A couple of trips to Rondeau these past few days didn't turn up anything all that unusual. But it was nice to see lots of the expected species. With a bit of effort, it wasn't hard to find 50-60 species in an outing.
Brown Creepers have been fairly abundant. It is a species that normally breeds well north of this area, although there has been at least a couple of breeding records in the park.
Both kinglets are common right now, but are constantly on the move. This Golden-crown was motionless for the same 1/640 second as my camera shutter for a change.
Northern Flickers are abundant. Normally they are a little shy for the camera, but since these two were more intent on asserting themselves to establish dominance, they let me get closer than usual.
I got only my second Mourning Cloak of the season a couple of days ago...
I had my first of year Greater and Lesser Yellowlegs on that occasion.
When I got there I was told by the single birder there, that the godwit had left just a few minutes before, but the Willets were still along the lake shore. It was a treat to see them splashing and preening in the water, sometimes getting up and going for a short flight. A few other birders came and went while I was there.
There were Common Loons, a Black-bellied Plover and a Dunlin also around, among other species, and a bit later a flock of about 25 more Dunlin went flying by.
At first there was 'only' group of about 32 or 33 Willets. I got a few photos in the dim light.
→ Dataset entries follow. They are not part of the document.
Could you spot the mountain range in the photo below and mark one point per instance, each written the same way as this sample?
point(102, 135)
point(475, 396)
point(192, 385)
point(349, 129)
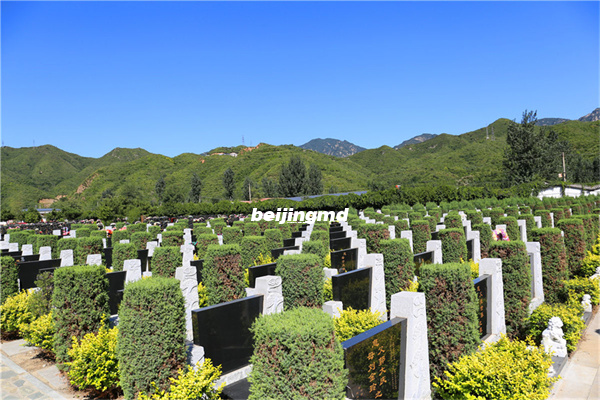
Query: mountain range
point(30, 174)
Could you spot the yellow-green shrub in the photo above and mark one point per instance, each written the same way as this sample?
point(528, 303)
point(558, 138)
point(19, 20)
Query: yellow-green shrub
point(353, 322)
point(191, 384)
point(95, 364)
point(503, 370)
point(15, 312)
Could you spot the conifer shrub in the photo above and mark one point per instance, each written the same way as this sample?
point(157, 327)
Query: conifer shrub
point(574, 243)
point(374, 234)
point(454, 245)
point(315, 247)
point(398, 265)
point(146, 354)
point(452, 323)
point(569, 314)
point(46, 240)
point(87, 246)
point(453, 220)
point(165, 261)
point(516, 277)
point(9, 275)
point(222, 274)
point(274, 238)
point(122, 252)
point(203, 241)
point(282, 366)
point(554, 261)
point(80, 305)
point(140, 239)
point(512, 227)
point(546, 218)
point(252, 247)
point(251, 229)
point(502, 370)
point(232, 235)
point(301, 280)
point(421, 234)
point(172, 238)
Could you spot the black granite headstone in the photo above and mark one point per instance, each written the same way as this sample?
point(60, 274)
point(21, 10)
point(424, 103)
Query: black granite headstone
point(375, 360)
point(224, 331)
point(353, 288)
point(260, 270)
point(344, 260)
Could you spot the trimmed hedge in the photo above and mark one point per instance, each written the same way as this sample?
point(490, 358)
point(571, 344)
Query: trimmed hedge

It was beginning to drizzle and a thunderstorm was brewing in the distance.
This next photo shows the entire group of 57 or 58 birds in a relatively tight group. (Update: in getting a closer look at the group on the computer screen, the enlarged view shows that there are more than 58 birds. Some are clearly overlapping, so it is hard to separate some of them, but a couple of us have examined it more closely and have come up with 59 or 60.)
A little later we came across one of the lingering Snowy Owls in a field just west of Winter Line, a bit south of Angler Line. It was feeding on something as it had its head down plucking away at its prey. Every so often a few white feathers would go floating off in the brisk northerly wind.
In the field across from St. Clair NWA was a single Sandhill Crane feeding in last year's corn stubble, while a couple of Bald Eagles were at the nest in the line of trees on the far side of the field.